Bronze figurine of Lady Justice with her scales

Bereits Ende März 2021 fällte das Bundesverfassungsgericht einen Beschluss, der den Mietendeckel Berlin für unwirksam erklärte. Der Beschluss hat Vorbildcharakter für die Mietpreisbremsen in vielen Kommunen.

Mit dem Beschluss des Bundesverfassungsgerichts zum Mietendeckel Berlin wurden gleich drei anhängige Verfahren entschieden. Sie tragen die Aktenzeichen 2BvL 5/20, 2 BvL 4/20 und 2 BvF 1/20. In allen drei Fällen wurde gefordert, den in Berlin 2015 eingeführten Mietendeckel für verfassungswidrig zu erklären. Die Forderungen kamen in einem Verfahren von Abgeordneten des Deutschen Bundestags (Verfahren zur abstrakten Normenkontrolle) und hatten Erfolg. Bei den anderen beiden Aktenzeichen wurde die Frage der Verfassungskonformität der regionalen Mietpreisbremsen von Gerichten im Rahmen anhängiger Verfahren gestellt.

Warum sind die regionalen Mietpreisbremsen nicht verfassungskonform?

Der Tenor der Beschlussbegründung ist, dass die Bundesländer und Kommunen gar nicht die Befugnis hatten, entsprechende Gesetze zu erlassen. Durch die Regelungen auf regionaler Ebene ist eine sogenannte „konkurrierende Gesetzgebung“ zu einem Thema entstanden, das auf Bundesebene bereits im Bürgerlichen Gesetzbuch abschließend geregelt wurde. Das ist unvereinbar mit den Bestimmungen in den Artikeln 70 bis 74 des Grundgesetzes der Bundesrepublik Deutschland. Sie verneinen eine Doppelzuständigkeit des Bunds und der Länder bei der Gesetzgebung. Genau das ist jedoch bei den regionalen Mietendeckeln passiert. Deshalb sind sie als nicht verfassungskonform einzustufen, weil sie auch nicht unter die Ausnahmen fallen, die in den Artikeln 72 und 74 des Grundgesetzes benannt werden.

BVerfG betrachtet Regelungen im BGB zur Miethöhe als abschließend

Den Ländern und Kommunen fehlt die Gesetzgebungskompetenz für einen Mietendeckel allein schon deshalb, weil das Bürgerliche Gesetzbuch umfassende Regelungen zur zulässigen Miethöhe bei Mietbeginn enthält.

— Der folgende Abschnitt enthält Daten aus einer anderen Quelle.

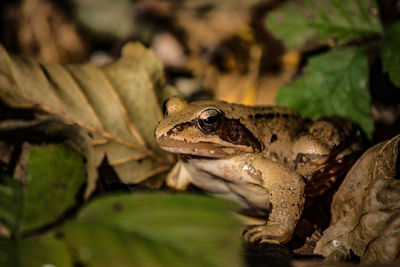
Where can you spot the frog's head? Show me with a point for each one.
(203, 128)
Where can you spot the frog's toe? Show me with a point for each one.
(266, 234)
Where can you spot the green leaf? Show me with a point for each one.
(11, 198)
(156, 230)
(390, 53)
(55, 174)
(34, 251)
(334, 83)
(319, 20)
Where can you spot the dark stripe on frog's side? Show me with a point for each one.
(234, 132)
(272, 115)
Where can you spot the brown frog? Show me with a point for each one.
(265, 158)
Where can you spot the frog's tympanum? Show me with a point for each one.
(268, 159)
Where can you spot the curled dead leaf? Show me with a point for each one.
(119, 104)
(366, 209)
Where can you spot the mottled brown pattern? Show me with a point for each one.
(234, 132)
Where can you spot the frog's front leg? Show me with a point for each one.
(286, 189)
(178, 178)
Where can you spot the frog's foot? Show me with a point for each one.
(267, 233)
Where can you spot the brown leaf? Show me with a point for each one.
(366, 208)
(119, 104)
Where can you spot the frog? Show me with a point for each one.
(268, 159)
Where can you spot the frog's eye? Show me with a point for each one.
(165, 110)
(209, 120)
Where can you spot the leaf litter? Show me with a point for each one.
(119, 104)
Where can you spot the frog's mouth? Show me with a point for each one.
(203, 149)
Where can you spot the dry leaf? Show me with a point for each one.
(119, 104)
(224, 45)
(366, 209)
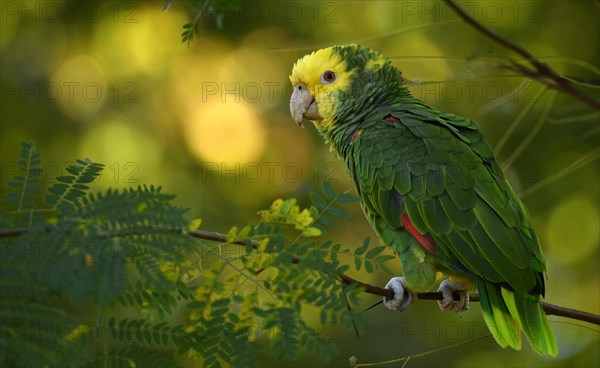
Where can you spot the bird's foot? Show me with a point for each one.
(447, 288)
(403, 298)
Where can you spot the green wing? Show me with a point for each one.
(437, 169)
(451, 188)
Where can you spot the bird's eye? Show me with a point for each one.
(328, 77)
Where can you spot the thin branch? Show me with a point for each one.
(538, 70)
(550, 309)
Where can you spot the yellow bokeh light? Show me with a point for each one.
(131, 155)
(225, 132)
(78, 87)
(572, 231)
(135, 44)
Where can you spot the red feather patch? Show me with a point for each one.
(424, 239)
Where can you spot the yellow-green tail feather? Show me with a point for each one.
(507, 313)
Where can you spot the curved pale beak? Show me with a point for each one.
(303, 105)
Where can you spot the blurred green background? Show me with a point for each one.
(111, 80)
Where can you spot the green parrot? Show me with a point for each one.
(432, 190)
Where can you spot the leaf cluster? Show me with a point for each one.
(151, 291)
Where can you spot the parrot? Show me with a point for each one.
(430, 187)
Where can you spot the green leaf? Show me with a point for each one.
(375, 251)
(346, 198)
(312, 231)
(328, 190)
(359, 251)
(326, 220)
(338, 211)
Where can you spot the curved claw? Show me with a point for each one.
(403, 298)
(447, 288)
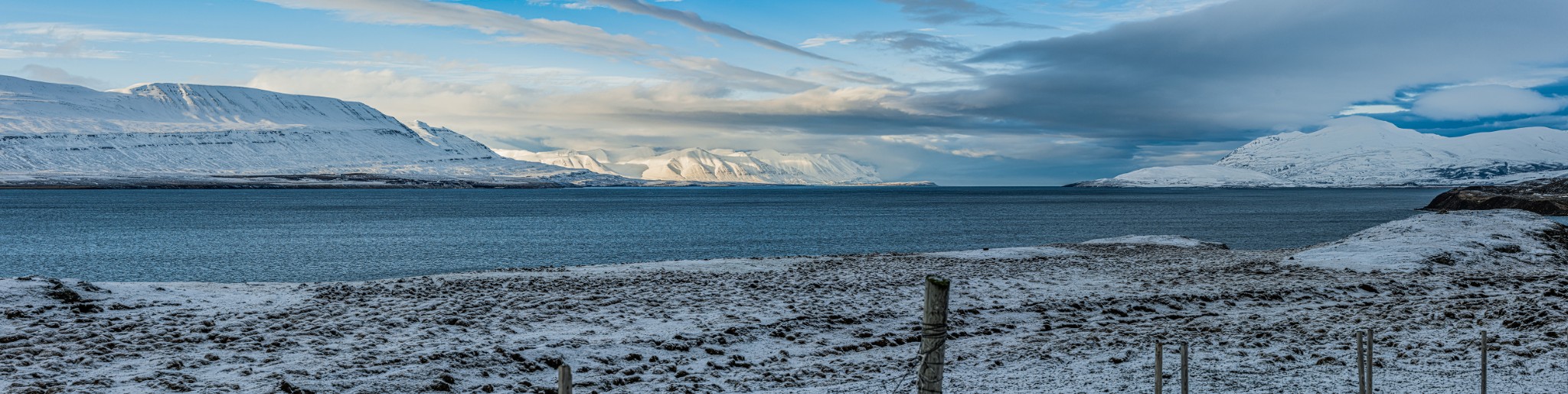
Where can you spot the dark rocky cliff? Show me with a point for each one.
(1547, 197)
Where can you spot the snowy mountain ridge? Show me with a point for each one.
(710, 166)
(1358, 151)
(176, 134)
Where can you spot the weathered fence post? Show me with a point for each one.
(933, 337)
(1484, 347)
(1183, 368)
(1361, 363)
(1159, 368)
(1370, 360)
(564, 385)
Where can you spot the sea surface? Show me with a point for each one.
(233, 236)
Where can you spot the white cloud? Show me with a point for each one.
(580, 38)
(697, 22)
(824, 41)
(1484, 101)
(1002, 146)
(1373, 109)
(60, 76)
(85, 34)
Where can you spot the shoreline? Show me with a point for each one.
(1035, 319)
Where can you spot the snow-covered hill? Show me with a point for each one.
(193, 136)
(1361, 151)
(710, 166)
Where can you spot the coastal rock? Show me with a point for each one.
(1547, 197)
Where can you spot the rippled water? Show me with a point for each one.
(363, 235)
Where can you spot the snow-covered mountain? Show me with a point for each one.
(710, 166)
(1360, 151)
(175, 134)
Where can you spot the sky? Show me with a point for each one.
(954, 91)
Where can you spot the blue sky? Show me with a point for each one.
(957, 91)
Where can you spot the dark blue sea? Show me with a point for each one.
(236, 236)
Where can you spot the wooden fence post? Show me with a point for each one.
(1361, 363)
(1159, 368)
(1370, 360)
(1484, 347)
(1183, 368)
(933, 337)
(564, 385)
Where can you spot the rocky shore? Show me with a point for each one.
(1038, 319)
(1547, 197)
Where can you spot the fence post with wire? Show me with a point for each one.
(933, 337)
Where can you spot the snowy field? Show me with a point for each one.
(1037, 319)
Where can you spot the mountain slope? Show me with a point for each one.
(710, 166)
(1361, 151)
(175, 134)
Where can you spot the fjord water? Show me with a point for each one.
(233, 236)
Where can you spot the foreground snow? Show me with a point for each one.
(1048, 319)
(1360, 151)
(710, 166)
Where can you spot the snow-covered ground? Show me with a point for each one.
(1047, 319)
(710, 166)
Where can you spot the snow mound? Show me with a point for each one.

Sie finden sich im Paragrafen 556 BGB. Daraus leiten die Verfassungsrichter in Karlsruhe ab, dass kein weiterer Regelungsbedarf auf Länderebene oder kommunaler Ebene besteht. Dabei verweisen sie auf zusätzliche Gesetze, die zum Schutz der Mieter vor überteuerten Mietforderungen auf Bundesebene erlassen wurden. Sie benennen beispielsweise das Mietrechtsreformgesetz von 2001 sowie das Novellierungsgesetz zum Mietrecht von 2015 und die Verlängerung der Gültigkeit, die im April 2020 vom Bundestag beschlossen wurde. Damit hat der Bund eine „abschließende“ gesetzliche Regelung im Sinne des Artikels 72 des Grundgesetzes der Bundesrepublik Deutschland geschaffen.

Gilt der aktuelle BVerfG-Beschluss nur für den Mietendeckel Berlin?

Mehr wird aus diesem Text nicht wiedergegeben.